Varbel Cela vous plaît à dire, au risque de la vie; eh, qu’importe, au surplus je vous la sacrifie.
Floreski Tu ris, je vois que ce projet Est bien conçu, puis qu’il te plaît.
Varbel Il faut par un moyen unique Pénétrer jusqu’à ce château.
Floreski Oui, ce transport est vraiment beau et ton projet est magnifique.
Varbel Le tyran ne sait point, Seigneur, qu’elle vient de perdre son père; vous allez passer pour son frère, et nous demanderons de la part de sa mère votre Lodoïska.
Floreski Je te dois mon bonheur! Allons, il faut nous introduire; sonne en toute sécurité.
Floreski, Varbel Sonne!

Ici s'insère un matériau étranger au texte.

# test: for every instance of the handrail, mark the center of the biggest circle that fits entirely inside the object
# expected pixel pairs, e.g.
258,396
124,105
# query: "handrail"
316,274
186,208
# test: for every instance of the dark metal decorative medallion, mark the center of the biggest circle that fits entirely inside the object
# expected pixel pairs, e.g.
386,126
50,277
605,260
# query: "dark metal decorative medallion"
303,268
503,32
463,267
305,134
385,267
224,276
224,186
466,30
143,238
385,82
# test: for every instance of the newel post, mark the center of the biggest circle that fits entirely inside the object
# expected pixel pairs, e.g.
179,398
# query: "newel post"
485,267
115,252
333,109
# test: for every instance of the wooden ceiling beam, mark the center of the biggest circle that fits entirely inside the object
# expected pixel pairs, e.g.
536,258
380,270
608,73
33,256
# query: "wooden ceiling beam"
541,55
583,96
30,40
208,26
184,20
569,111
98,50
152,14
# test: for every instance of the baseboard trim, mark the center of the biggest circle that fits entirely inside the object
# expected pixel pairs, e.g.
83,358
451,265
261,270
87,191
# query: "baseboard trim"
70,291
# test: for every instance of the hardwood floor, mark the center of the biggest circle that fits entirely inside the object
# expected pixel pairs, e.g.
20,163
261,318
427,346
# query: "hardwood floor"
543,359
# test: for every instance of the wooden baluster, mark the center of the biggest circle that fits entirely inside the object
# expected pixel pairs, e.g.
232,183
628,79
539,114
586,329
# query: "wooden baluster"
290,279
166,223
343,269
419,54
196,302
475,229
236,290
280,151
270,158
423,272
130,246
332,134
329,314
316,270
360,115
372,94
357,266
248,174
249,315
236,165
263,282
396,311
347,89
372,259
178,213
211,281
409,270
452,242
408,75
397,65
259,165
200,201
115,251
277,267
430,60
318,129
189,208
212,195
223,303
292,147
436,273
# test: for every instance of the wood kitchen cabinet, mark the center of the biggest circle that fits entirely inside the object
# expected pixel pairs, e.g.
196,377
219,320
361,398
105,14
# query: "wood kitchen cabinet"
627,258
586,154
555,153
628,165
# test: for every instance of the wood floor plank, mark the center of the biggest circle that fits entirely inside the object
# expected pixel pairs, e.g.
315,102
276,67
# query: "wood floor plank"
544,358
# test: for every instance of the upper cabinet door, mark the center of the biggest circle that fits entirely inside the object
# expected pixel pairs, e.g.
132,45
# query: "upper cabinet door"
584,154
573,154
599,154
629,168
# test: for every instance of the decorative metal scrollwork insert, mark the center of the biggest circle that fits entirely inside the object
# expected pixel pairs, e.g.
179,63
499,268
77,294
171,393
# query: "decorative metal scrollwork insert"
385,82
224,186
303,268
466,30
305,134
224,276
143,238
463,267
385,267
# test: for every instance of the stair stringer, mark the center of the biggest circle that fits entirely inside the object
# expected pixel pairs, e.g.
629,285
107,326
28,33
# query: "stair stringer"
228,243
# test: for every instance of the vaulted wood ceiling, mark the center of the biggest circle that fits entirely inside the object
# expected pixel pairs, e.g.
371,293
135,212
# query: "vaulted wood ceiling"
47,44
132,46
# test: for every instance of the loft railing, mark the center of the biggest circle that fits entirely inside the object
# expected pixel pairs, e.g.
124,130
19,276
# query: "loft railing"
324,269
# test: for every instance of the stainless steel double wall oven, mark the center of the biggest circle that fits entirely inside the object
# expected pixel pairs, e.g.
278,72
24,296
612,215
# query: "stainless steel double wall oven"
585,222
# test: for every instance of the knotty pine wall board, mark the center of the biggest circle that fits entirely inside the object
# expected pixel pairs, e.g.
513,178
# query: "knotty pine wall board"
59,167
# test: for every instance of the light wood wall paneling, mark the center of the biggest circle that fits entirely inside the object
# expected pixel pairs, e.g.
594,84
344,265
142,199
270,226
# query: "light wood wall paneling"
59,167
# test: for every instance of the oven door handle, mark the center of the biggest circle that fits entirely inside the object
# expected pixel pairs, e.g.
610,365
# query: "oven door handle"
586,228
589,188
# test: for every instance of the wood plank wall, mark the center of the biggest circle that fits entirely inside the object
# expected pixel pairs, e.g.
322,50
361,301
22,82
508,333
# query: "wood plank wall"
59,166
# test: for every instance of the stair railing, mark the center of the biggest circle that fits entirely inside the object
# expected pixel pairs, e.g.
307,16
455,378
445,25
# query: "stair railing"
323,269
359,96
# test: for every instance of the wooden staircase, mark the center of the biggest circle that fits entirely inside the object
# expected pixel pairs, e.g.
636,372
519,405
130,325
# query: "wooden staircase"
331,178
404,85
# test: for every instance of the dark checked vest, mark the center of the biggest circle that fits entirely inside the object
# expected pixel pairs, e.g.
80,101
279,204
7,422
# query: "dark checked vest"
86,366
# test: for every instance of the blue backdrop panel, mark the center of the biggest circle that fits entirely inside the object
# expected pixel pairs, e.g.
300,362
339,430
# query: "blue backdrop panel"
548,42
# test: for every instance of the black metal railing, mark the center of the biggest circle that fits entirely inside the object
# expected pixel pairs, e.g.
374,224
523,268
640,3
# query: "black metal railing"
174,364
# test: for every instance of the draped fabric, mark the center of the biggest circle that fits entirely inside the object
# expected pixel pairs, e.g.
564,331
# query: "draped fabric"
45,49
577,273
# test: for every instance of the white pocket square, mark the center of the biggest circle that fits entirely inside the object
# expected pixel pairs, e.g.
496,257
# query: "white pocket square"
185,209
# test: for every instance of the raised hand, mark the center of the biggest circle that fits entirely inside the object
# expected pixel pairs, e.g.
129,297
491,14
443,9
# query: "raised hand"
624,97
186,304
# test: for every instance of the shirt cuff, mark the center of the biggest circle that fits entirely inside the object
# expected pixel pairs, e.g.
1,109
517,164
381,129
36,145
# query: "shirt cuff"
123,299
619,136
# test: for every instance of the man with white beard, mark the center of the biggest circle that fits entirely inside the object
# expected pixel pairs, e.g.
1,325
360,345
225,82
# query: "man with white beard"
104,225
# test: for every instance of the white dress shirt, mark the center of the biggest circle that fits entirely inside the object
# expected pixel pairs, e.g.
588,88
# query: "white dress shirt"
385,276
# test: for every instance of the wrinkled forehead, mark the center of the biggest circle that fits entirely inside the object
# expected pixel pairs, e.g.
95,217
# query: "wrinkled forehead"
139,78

Exécutons ce projet concerté.
Varbel va tirer la sonnette du Pont-levis; une Trompette paraît un moment après sur le rempart; Floreski lui fait signe de sonner, ce qu’il exécute.
Altamoras Etrangers, pourrait-on s’instruire, que demandez-vous en ces lieux?
Floreski Au maître du château tous deux nous vous prions de nous conduire.
Altamoras Peut-on savoir votre projet?
Floreski Oui; devant lui, s’il le permet.
Altamoras Il faut remettre vos armes.
Floreski C’est prendre enfin trop de souci; c’est passer trop loin vos alarmes.
Altamoras C’est l’usage en entrant ici; suivez-moi, mais prenez garde.
Choeur Suivez-nous, mais prenez garde.
Altamoras, Choeur Craignez l’aspect de ces lieux; prenez garde.
Floreski, Varbel Marchons, marchons, mais soyons en garde; pénétrons jusqu’en ces lieux.
Altamoras, Choeur Prenez garde.
Floreski Pour l’amour je le hasarde ce projet si périlleux. Marchons, marchons!
Varbel Pour vous seul je le hasarde ce projet si périlleux. Marchons, marchons!
Altamoras, Choeur C’est en vain que l’on hasarde un projet audacieux. Suivez-nous, prenez garde! Marchons, marchons!